[Editor's note: This article was orginally printed by our sister paper, OC Weekly, where Andrew Youssef is based. Youssef is the author of the Last Shot column that we have been running, which chronicles his struggle against cancer in his own words.]
Sneakers squeaking on white tiles, Andrew Youssef roams Long Beach Memorial Hospital. It's 5:30 p.m., and for the bespectacled, well-mannered pharmacist, that means quitting time. He isn't heading home to a sloshy TV dinner, a plush couch and HBO. Instead, he can't wait to ditch his scrubs and pursue his true calling--his night job.

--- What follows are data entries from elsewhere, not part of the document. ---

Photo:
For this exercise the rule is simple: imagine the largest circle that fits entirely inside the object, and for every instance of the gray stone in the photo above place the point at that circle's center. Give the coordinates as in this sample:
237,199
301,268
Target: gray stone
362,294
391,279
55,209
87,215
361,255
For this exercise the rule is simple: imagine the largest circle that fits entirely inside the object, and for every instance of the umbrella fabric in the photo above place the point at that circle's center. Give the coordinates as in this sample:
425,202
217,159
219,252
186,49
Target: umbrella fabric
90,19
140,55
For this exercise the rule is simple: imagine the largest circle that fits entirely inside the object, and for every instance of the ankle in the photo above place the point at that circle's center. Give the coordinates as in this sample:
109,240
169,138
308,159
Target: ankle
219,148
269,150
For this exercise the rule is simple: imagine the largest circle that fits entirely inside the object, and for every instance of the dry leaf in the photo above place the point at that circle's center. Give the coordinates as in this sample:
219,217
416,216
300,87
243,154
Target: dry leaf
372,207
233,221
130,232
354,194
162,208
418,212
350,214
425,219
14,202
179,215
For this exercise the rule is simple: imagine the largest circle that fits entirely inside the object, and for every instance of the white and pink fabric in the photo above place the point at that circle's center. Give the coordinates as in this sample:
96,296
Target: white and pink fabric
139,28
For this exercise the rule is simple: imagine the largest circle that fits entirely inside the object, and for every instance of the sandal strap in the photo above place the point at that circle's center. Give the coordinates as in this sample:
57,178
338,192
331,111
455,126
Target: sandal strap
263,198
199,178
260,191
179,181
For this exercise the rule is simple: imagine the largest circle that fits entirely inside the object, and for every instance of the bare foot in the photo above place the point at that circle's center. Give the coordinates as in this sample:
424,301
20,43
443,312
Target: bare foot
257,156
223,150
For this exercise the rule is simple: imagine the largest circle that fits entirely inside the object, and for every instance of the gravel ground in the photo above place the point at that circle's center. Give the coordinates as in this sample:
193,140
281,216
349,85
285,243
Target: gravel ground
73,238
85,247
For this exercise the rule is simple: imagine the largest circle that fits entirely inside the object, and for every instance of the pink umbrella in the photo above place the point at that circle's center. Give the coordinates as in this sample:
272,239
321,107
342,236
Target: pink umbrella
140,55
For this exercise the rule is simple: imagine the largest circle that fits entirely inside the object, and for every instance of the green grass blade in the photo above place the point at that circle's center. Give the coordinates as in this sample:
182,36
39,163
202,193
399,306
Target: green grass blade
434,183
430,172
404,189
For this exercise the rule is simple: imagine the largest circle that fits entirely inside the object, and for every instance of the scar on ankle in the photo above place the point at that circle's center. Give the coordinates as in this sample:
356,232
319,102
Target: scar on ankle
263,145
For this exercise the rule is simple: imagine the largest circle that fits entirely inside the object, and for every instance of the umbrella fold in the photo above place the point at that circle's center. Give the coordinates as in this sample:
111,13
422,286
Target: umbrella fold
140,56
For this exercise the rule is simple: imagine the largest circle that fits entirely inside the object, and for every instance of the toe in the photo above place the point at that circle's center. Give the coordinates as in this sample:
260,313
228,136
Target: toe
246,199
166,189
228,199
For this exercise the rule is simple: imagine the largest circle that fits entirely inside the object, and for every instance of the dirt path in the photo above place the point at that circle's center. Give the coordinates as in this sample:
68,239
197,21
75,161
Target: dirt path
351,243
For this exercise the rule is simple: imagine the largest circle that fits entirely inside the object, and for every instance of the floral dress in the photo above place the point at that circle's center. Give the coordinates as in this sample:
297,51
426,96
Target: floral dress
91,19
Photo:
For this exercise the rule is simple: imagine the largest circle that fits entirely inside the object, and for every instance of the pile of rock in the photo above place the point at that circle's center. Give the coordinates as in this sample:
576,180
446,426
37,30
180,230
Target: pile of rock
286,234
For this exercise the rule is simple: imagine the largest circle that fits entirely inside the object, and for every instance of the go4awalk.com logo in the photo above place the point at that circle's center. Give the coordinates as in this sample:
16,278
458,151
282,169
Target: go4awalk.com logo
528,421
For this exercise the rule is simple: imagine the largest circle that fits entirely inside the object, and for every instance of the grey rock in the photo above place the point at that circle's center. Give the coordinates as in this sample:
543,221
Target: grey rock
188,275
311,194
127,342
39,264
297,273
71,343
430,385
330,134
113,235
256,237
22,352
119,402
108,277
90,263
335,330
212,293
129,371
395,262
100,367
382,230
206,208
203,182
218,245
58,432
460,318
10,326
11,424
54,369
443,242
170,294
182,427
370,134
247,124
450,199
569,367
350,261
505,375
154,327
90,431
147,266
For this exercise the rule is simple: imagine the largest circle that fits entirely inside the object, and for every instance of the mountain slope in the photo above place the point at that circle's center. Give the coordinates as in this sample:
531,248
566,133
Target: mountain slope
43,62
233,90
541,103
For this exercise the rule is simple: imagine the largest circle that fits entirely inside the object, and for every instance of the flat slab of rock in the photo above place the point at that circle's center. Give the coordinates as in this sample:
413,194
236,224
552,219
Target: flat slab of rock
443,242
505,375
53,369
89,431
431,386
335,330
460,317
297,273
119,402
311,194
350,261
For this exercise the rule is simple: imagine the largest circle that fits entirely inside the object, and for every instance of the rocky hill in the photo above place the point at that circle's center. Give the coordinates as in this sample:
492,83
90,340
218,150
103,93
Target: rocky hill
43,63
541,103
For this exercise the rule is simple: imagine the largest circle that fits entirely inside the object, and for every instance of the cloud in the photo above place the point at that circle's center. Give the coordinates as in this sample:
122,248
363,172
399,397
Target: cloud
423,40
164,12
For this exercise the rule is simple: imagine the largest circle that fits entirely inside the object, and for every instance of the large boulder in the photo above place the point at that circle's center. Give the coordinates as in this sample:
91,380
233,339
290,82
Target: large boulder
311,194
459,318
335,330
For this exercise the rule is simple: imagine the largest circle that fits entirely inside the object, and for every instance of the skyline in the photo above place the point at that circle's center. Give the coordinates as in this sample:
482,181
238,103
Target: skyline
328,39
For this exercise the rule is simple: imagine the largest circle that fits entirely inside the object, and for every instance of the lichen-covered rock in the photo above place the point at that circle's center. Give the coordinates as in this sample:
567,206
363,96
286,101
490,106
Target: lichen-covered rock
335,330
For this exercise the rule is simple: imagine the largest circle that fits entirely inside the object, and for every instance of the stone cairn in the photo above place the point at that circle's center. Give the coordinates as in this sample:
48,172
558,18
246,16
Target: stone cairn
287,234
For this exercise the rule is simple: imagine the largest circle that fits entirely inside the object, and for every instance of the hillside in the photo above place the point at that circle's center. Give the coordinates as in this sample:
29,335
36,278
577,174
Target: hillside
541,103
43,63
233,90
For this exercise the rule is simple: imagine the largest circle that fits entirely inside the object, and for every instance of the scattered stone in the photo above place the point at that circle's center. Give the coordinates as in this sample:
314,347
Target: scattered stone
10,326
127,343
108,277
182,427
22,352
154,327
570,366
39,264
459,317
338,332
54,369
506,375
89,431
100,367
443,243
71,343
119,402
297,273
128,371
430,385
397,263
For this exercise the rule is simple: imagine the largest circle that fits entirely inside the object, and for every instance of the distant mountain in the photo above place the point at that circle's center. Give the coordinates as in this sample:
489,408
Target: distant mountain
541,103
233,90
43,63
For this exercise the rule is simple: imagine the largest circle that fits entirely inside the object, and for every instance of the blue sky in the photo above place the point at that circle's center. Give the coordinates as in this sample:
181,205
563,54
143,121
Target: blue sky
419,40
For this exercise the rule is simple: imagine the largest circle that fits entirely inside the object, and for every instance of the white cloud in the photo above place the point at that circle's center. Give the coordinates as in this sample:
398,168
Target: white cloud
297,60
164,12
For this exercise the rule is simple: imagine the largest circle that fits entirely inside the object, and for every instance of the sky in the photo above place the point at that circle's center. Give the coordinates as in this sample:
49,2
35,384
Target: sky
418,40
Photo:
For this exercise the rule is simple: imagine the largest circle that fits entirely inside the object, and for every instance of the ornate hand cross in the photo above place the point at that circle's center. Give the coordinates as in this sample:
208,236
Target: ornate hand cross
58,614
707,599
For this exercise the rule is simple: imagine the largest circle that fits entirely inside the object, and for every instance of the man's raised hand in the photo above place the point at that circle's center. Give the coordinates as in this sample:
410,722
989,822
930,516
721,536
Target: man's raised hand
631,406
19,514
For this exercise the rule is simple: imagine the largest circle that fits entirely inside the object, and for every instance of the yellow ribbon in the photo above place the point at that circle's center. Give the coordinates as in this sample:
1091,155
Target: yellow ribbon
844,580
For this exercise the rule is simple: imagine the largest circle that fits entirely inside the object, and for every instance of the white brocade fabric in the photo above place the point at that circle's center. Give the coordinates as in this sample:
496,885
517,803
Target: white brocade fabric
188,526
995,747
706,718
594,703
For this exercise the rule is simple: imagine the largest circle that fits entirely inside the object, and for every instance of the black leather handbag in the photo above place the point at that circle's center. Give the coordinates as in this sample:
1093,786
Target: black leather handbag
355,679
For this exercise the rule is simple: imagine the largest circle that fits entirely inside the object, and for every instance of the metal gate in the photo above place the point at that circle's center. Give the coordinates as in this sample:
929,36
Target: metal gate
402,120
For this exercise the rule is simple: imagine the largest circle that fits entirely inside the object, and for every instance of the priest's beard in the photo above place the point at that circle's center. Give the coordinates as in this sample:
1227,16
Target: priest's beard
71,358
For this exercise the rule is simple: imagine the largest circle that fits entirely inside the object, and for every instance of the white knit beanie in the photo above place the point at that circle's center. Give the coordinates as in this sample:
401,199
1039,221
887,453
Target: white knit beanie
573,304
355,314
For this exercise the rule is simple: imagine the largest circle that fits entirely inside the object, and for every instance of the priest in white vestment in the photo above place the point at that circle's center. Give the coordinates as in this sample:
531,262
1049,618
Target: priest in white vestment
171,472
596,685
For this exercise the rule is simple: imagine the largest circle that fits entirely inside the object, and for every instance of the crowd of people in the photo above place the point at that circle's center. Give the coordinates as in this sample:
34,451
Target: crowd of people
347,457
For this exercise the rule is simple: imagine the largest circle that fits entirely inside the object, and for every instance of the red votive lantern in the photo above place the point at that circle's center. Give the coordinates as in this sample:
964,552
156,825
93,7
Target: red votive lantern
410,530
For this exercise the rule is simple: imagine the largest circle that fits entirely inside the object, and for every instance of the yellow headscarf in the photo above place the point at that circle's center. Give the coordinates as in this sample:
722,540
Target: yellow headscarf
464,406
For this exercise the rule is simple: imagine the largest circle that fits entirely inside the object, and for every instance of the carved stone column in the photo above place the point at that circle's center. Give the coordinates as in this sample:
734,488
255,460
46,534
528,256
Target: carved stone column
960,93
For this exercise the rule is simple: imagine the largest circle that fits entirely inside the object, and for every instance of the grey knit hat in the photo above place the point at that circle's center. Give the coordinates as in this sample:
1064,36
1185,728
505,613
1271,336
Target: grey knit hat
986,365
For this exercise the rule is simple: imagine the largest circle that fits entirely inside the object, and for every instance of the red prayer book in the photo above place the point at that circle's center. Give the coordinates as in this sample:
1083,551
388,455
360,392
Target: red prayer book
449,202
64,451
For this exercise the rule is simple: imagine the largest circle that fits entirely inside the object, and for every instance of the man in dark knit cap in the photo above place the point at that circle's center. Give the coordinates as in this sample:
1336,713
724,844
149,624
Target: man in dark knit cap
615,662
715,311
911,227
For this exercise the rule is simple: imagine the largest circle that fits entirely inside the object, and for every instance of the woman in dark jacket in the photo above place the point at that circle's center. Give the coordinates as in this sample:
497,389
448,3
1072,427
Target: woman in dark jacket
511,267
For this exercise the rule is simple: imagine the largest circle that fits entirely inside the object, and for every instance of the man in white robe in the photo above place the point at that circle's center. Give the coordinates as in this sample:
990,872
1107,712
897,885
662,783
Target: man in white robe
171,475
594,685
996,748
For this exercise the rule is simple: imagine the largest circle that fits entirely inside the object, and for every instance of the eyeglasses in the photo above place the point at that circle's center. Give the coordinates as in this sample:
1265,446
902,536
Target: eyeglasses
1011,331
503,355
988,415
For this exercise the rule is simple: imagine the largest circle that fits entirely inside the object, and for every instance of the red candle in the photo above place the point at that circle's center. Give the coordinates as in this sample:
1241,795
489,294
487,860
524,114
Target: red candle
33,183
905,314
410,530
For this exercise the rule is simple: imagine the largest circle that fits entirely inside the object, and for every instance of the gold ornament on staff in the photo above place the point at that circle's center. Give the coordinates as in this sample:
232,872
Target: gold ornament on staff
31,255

Youssef dips into the locker room and rips off his turquoise jump suit. As a freelance concert photographer over the past seven years, he has shot everyone from Black Sabbath to Cold War Kids. The rush to change and get back into the action has hardly lost its thrill. Switching into his usual all-black uniform of jeans, a T-shirt and a windbreaker, he fetches his trusty Nikon D4 and his blue bag of pills and is off into the neon night.
Nearly three years ago, Youssef was diagnosed with Stage 4 colon cancer. Since then, he has held fast in a heroic battle against the illness. His survival rate past five years was less than 6 percent. Today, as the cancer in his body advances, the 38-year-old finds himself nearing the end of his fight; recently, doctors gave him weeks to months to live.